Saint Helen Testing the True Cross
Jacopo Tintoretto·c. 1545
Historical Context
Tintoretto's Saint Helen Testing the True Cross, painted around 1545 and now in the Art Institute of Chicago, is a striking early work that reveals the twenty-six-year-old painter already deploying the dramatic spatial foreshortening and theatrical light effects that would define his mature style. The subject — the Empress Helena, mother of Constantine, testing which of three excavated crosses caused a miraculous healing to identify the True Cross — had particular resonance in Venice, where a famous relic of the Cross was venerated at the Scuola Grande di San Giovanni Evangelista with elaborate annual ceremonies. Tintoretto's treatment emphasizes the supernatural drama of the moment: the miraculous healing of a corpse brought to touch the cross, the astonishment of the bystanders, the elevated figure of Helena overseeing the event with imperial composure. The early 1540s were the period when Tintoretto was finding his way between the dominant Venetian tradition of Titian, whose coloristic warmth and careful spatial recession he challenged, and the Roman Mannerist examples reaching Venice through prints and visits — the distorted figures, unusual viewpoints, and anti-classical spatial compression that he absorbed and transformed into his own uniquely energetic manner.
Technical Analysis
Tintoretto's oil-on-canvas technique in this early work shows the dramatic chiaroscuro and energetic composition that would become his hallmarks. The bold, spontaneous brushwork and the theatrical arrangement of figures around the cross demonstrate his instinct for visual drama.
Look Closer
- ◆Notice the dramatic cross at the center of the composition: Tintoretto organizes the entire painting around this sacred object.

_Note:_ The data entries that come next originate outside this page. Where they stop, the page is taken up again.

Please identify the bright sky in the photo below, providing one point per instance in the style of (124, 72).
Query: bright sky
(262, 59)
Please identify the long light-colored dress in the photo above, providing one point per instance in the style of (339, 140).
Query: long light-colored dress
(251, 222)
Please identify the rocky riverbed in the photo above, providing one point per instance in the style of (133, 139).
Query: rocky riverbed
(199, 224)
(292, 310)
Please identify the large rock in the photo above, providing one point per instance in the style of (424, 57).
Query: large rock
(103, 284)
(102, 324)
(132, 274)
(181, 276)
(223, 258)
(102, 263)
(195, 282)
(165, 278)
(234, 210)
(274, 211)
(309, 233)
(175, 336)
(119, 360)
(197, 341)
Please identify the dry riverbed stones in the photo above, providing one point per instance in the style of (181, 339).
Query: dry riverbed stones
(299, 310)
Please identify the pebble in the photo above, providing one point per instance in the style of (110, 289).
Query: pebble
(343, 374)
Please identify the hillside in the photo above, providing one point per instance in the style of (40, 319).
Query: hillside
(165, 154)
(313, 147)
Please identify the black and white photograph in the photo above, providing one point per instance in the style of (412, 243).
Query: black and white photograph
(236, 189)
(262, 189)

- ◆Look at the theatrical chiaroscuro: light falls on the cross and Helena's face with the directed intensity Tintoretto developed from his study of Michelangelo.
- ◆Observe the spontaneous brushwork already visible in this early work: Tintoretto's instinct for visual drama is present from the beginning of his career.

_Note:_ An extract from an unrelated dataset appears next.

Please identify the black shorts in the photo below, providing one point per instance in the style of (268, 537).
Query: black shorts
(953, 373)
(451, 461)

- ◆Find the figures arranged around the cross in dynamic response: each reacts differently to the sacred relic, creating a variety of gesture and expression.
- ◆Notice the spatial depth Tintoretto creates through overlapping figures and foreshortening: the composition recedes into space rather than remaining flat.
Provenance
Sir Thomas Andros de la Rue, Bart. (died 1911), London; his sale, Christie’s, London, June 16, 1911, no. 67, to Robert Langton Douglas, for £273, along with the related painting “The Discovery of the True Cross” now in the Hyde Collection in Glens Falls, New York [see Art Prices Current 1911 and an annotated copy of the sale catalogue in the Thomas J. Watson Library, The Metropolitan Museum of Art, New York; the painting seems to have remained with the “The Discovery of the True Cross” until 1932, when it entered the collection of the Art Institute]; sold by Langton Douglas to Mrs. Philip M. Lydig (née Rita de Acosta), New York, by 1913; sold in her sale, American Art Association, New York, April 4, 1913, no. 130 to W. W. Seaman for $2000 [“Rita Lydig Sale,” 1913, p. 6; for price and buyer, see annotated copy of the sale catalogue in the Thomas J. Watson Library, The Metropolitan Museum of Art, New York]. Robert Langton Douglas, London, by 1924 [according to the mount of a photograph in the Witt Library, London]. F. Hess, Berlin, by 1925 [lent to Berlin 1925]; sold in his sale, Paul Cassirer and Théodore Fischer, Lucerne, September 1, 1931, no. 4, for Fr 9000 [according to an annotated copy of the sale catalogue in the Ryerson Library, Art Institute]. Böhler and Steinmeyer, New York, by 1932; given to the Art Institute, 1932.